SPR Biosensing MUA/Poly-L-lysine Platform for the Detection of 2,4-Dinitrophenol as Small Molecule Model System

1Instituto de Investigaciones Fisicoquímicas Teóricas y Aplicadas (CONICET-UNLP), CC16 Suc4, No. 1900, La Plata, Buenos Aires, Argentina
2Instituto de Estudios Inmunológicos y Fisiopatológicos (CONICET-UNLP), La Plata, Argentina
3Centro Atómico Bariloche, Instituto Balseiro, CNEA, 8400 S. C. de Bariloche, Rio Negro, Argentina
4EEA Anguil (INTA), Ruta Nac. No. 5 km 580, CC 11 (6326), Anguil, La Pampa, Argentina

Received 24 June 2016; Revised 4 October 2016; Accepted 19 October 2016

Academic Editor: Felix J. Seo

Copyright © 2016 M. Antonieta Daza Millone et al.
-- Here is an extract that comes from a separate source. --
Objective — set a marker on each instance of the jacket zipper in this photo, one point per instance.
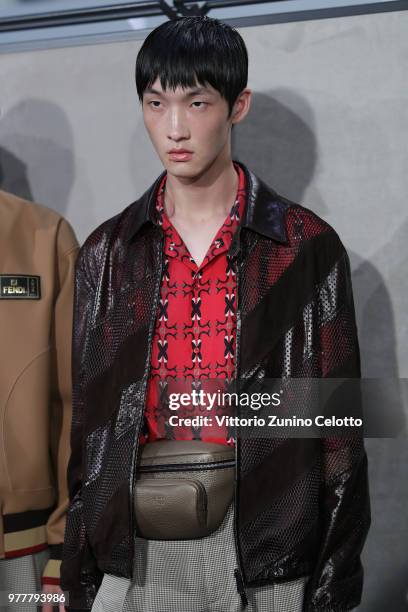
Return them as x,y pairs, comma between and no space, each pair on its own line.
173,467
146,378
238,573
This is an open access article distributed under the Creative Commons Attribution License, which permits unrestricted use, distribution, and reproduction in any medium, provided the original work is properly cited.
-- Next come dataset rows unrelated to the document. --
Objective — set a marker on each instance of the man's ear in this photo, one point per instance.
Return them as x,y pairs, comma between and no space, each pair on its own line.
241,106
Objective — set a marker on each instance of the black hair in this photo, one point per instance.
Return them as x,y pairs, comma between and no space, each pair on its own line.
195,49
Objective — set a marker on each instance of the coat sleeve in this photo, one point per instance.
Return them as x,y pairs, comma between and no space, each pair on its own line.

Surface Plasmon Resonance assays are being developed as alternative biodetection methods for a great number of pesticides and toxins. These substances typically have low molecular weight, making it necessary to perform competitive inhibition immunoassays. In most of the cases, the strategy is to immobilize a protein derivative of the analyte, which usually involves the appearance of nonspecific protein binding which limits the detection range of the assay. In this work we present results of a poly-L-lysine (Au-MUA-PLL) based sensor platform for quantitative determination of 2,4-dinitrophenol as model system for small molecular weight substances detection. The prepared sensor chip was characterized by means of Atomic Force Microscopy, Surface Plasmon Resonance, and Surface Enhanced Raman Spectroscopy. Experiments verified the absence of nonspecific protein adsorption to Au-MUA-PLL surfaces and the improvement of the competitive inhibition assays performance in comparison with single and mixed thiol self-assembled monolayers. The possibility of directly immobilizing 2,4-dinitrophenol to the poly-L-lysine containing platforms leads to an improvement in the detection of the soluble analyte by the competitive inhibition assay avoiding undesirable nonspecific protein adsorption. Therefore, Au-MUA-PLL surfaces constitute a suitable alternative for quantitative detection of small molecules when nonspecific adsorption cannot be avoided.